On “Fox News Sunday,” McConnell criticized the administration’s response to the disaster, while also distancing himself from Rep. Joe Barton’s recent apology to BP for what Barton called a $20 billion “slush fund.”

“Of course that’s nonsense,” McConnell said. “I couldn’t disagree with Joe Barton more. BP doesn’t need an apology. They need to apologize to us.”

But the Kentucky Republican added that “the administration has a role to play in this, and they haven’t done a very good job so far.”

The Obama administration, he said, is slow to approve new technologies to help clean the spill.

“If you’re going to advocate expansion of the government, then you look not so good when the government you’re already in charge of doesn’t function very well,” McConnell said.

On “State of the Union,” Lieberman also suggested that the federal government needed a less bureaucratic response, perhaps by putting regulatory responsibilities for drilling under one roof, such as the Coast Guard.

But White House Chief of Staff Rahm Emanuel disputed the criticism that the administration has let bureaucracy and red tape get in the way of the Gulf Coast cleanup.
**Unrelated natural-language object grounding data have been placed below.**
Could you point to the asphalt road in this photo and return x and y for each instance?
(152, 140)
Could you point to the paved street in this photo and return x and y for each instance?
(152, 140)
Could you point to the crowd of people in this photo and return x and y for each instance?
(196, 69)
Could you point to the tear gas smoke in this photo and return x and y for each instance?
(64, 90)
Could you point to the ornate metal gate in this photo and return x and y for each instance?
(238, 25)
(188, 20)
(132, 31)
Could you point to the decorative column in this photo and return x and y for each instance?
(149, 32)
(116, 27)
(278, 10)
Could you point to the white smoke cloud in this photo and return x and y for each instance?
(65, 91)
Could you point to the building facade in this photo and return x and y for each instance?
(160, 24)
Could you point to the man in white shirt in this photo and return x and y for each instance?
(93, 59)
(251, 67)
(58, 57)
The spill, he said, is “the worst environmental disaster in recent memory.”

“When you’re organizing something like this, there are going to be mess-ups, no doubt about it,” he said on ABC’s “This Week.” But, he added, “this has never been done before.”

Emanuel also pointed to the administration’s role in forcing BP to drill a second relief well and ensuring that the current containment process will capture 90 percent of the leaking oil by mid-July.

There are “a lot of things they had to be pushed to do and pushed to do faster,” he said.

Sen. Mary Landrieu also emphasized the government’s role in the cleanup effort on Sunday’s “Meet the Press.”

“We’re not just relying on BP to plug this well and to get this job done,” the Louisiana Democrat said, adding that officials are also dealing with a learning curve. “This is like going through something where we’ve never had a fire drill.”

Mississippi Gov. Haley Barbour, who chairs the Republican Governors Association, agreed that the federal government has “done more right than wrong.”

But he added, “Nothing’s satisfactory until the well’s shut in.”

Members also talked Sunday about BP’s responsibility for paying for the environmental and economic effects of the spill.

Sen. Barbara Boxer (D-Calif.), who chairs the Environment and Public Works Committee, said she will bring up legislation as soon as this week to lift the $75 million liability cap on oil companies following a spill.

“To me, it’s a matter of justice. It’s a matter of fairness,” she said on CBS’ “Face the Nation,” adding that companies should not be treated differently from individuals. “If you hurt people, you’ve got to step up and pay for the damage that you did.”

As for the $20 billion escrow account, Rep. Ed Markey (D-Mass.) said on “Meet the Press” that it is a “lifeboat for people in the gulf.”

Barbour, meanwhile, backed off criticizing the fund, saying he now understands that BP will not have to pay the entire amount up front. Instead, the company will pay $5 billion a year.

That, he said, is a “good compromise” and “good for BP.”